The PSMA and PSCA antigens are almost specific for prostate cancer in that they both are highly expressed in mCRPC, >97% and >87%, respectively. But PSMA is also displayed in salivary glands, kidney, small intestines, colon, liver and the central nervous system; and PSCA is exhibited in bladder, kidney, skin, esophagus, brain and stomach — facts that will influence therapeutic approaches because of off-tumor toxicity. CAR-T cells can attack these normal cells and result in autoimmune disease and organ damage.
“The most life-threatening adverse effect after CAR-T cell infusion is the cytokine release syndrome (CRS) associated with high levels of several cytokines [inflammatory molecular messaging signals], especially IL-1 and IL-6.” These CRS adverse effects range from fever, rash, fatigue, muscle and joint aches, tachycardia and hypotension; and more severe events such as organ dysfunction (e.g., renal and hepatic failure) and neurologic symptoms (e.g., confusion, delirium, and seizures).
One approach under consideration is implanting a “suicided gene” into CAR-T cells that can be activated to kill the CAR-T population in a situation of run-away life-threatening CRS. (Cited in “The safety and efficacy of CAR-T cells in the treatment of prostate cancer: review, Salel et.al., Biomarkers, Dec 2021.) Additionally, CAR-T therapy can lead to hematologic suppression and an escalated risk of infectious complications.

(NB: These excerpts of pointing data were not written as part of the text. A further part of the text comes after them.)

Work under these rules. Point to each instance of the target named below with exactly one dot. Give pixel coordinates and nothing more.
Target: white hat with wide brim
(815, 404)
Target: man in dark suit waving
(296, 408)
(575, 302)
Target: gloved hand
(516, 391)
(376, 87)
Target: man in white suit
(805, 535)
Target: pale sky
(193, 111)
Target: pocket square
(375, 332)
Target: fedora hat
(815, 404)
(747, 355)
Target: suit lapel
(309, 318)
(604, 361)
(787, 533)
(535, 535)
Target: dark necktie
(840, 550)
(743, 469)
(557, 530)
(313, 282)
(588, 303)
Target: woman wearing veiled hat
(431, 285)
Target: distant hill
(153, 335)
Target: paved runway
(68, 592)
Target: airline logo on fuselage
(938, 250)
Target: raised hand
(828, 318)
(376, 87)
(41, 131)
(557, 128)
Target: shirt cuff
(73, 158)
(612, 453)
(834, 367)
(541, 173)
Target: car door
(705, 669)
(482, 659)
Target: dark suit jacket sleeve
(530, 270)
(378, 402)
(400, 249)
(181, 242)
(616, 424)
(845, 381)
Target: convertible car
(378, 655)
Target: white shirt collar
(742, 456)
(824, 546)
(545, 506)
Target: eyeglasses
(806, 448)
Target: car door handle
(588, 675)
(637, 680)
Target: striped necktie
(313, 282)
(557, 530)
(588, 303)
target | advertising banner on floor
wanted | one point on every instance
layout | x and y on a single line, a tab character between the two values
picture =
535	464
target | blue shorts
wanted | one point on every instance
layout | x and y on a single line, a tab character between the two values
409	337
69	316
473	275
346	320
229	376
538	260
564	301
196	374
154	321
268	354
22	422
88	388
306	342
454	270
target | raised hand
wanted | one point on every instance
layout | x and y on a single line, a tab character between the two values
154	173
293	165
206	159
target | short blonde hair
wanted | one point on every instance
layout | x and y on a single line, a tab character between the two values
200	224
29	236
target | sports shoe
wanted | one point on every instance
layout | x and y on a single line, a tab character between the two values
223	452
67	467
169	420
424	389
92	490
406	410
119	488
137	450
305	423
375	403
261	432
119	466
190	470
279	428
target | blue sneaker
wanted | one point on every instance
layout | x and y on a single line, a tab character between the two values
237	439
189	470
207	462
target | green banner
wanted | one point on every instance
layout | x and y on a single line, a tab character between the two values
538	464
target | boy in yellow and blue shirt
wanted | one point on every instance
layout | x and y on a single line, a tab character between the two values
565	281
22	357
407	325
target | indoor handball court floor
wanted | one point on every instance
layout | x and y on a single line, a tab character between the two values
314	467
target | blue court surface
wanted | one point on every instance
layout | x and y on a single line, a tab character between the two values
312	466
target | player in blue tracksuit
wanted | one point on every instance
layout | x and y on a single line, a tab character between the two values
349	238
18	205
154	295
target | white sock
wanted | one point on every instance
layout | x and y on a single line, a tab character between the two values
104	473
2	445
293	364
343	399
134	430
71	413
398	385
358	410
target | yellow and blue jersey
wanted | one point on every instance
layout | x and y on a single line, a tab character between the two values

The results of early trials of CAR-T cells targeting the PSMA antigen are promising. However, significant challenges remain:
- overcoming the immunosuppressive tumor microenvironment
- addressing the safety issues related to the potentially lethal inflammatory storm of the cytokine release syndrome
- tweaking the co-stimulator domains to ensure persistence and proliferation of CAR-T cells in the circulation — to name only a few.
[The Commentary will update advances in CAR-T therapies as they are reported.]